Vin is unfairly tough here
In a "move that surprised some observers," the Chicago Tribune reported Wednesday, attorney Alan Gura, appearing before the U.S. Supreme Court on behalf of the federal guard who sued the District of Columbia in 2003, claiming he feels unsafe because he's not allowed to keep his guns at home, "appeared to concede large chunks of his argument, moving away from an absolutist position on gun rights."
"He concurred, at one point, with Justice Stephen Breyer that a ban on machine guns or plastic guns" (whatever those are) "would be constitutional because those weren't the kind of arms normally carried by members of state militias in the early days of the United States."
Was it a failure of nerve under pressure, or did somebody get to this guy? . . .

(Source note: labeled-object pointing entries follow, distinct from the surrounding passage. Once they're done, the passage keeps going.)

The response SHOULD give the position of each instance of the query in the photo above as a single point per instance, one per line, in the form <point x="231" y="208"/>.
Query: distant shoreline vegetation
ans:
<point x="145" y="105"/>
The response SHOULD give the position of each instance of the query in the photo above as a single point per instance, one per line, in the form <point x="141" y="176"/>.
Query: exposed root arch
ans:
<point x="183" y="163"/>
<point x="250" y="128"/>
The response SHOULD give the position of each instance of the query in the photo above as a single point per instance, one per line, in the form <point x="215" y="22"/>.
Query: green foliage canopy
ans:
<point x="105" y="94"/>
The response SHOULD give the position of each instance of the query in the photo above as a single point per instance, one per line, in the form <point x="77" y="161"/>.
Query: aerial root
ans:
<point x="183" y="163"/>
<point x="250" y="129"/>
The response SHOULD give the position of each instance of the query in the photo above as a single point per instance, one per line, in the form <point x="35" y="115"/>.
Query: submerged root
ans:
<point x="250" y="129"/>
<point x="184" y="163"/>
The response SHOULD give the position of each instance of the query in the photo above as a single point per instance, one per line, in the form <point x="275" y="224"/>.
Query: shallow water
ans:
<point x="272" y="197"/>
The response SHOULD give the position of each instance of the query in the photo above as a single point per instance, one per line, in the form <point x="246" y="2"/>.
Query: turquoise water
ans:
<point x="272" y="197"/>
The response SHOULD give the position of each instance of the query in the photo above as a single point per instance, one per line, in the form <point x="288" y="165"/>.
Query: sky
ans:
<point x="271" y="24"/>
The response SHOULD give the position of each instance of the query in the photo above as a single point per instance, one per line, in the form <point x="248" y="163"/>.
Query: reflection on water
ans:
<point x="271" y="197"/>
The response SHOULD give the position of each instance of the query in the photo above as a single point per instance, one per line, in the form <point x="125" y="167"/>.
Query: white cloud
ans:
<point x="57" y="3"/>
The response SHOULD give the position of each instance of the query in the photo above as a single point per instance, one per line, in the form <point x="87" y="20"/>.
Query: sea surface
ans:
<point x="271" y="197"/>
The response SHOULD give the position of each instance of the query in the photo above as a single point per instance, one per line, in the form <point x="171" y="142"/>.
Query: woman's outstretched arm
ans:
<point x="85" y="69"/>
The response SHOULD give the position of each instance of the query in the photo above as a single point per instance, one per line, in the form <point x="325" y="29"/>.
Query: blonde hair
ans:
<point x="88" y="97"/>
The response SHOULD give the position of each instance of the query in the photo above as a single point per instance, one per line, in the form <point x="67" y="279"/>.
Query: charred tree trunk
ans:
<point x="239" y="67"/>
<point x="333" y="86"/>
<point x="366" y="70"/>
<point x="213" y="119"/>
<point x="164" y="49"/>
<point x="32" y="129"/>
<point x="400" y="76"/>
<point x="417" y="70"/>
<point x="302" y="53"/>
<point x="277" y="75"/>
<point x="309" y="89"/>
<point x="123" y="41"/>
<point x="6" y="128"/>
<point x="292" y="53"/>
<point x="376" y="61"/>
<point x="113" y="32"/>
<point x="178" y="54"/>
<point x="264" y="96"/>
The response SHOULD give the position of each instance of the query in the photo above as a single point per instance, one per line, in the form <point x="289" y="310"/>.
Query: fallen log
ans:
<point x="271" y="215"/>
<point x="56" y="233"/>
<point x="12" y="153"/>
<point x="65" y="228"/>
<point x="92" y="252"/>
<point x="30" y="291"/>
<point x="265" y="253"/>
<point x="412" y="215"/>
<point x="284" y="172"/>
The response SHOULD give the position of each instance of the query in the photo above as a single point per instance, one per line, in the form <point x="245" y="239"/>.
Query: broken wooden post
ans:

I understand the sensitivity over the issue of machine guns before the Supreme Court. It was clearly a strategic decision. That decision is easier than some of the other statements that were made before the court. Personally, however, I would have said that there are no such things as plastic guns. Personally, when questions were raised about accidental gun deaths involving kids, I would have talked about the small number involved and that most of those involve adult male criminals where gun locks are irrelevant. Personally, I wouldn't have advocated that people use a gun safe (this last one I think was a real mistake). All that said, it is hard being up in front of the Supreme Court for the first time. I think that DC's lawyer actually did a good job given how hard of a case he had to make. The gun lock issue in particular makes me worried that we may win the battle over the individual rights issue, but lose the war regarding either the DC gun ban or the standard involved. If we lose it because of the gun lock question, I will be extremely disappointed. Again, all that said, at this point it doesn't make much sense to spend a lot of time worrying about things. We will know soon enough.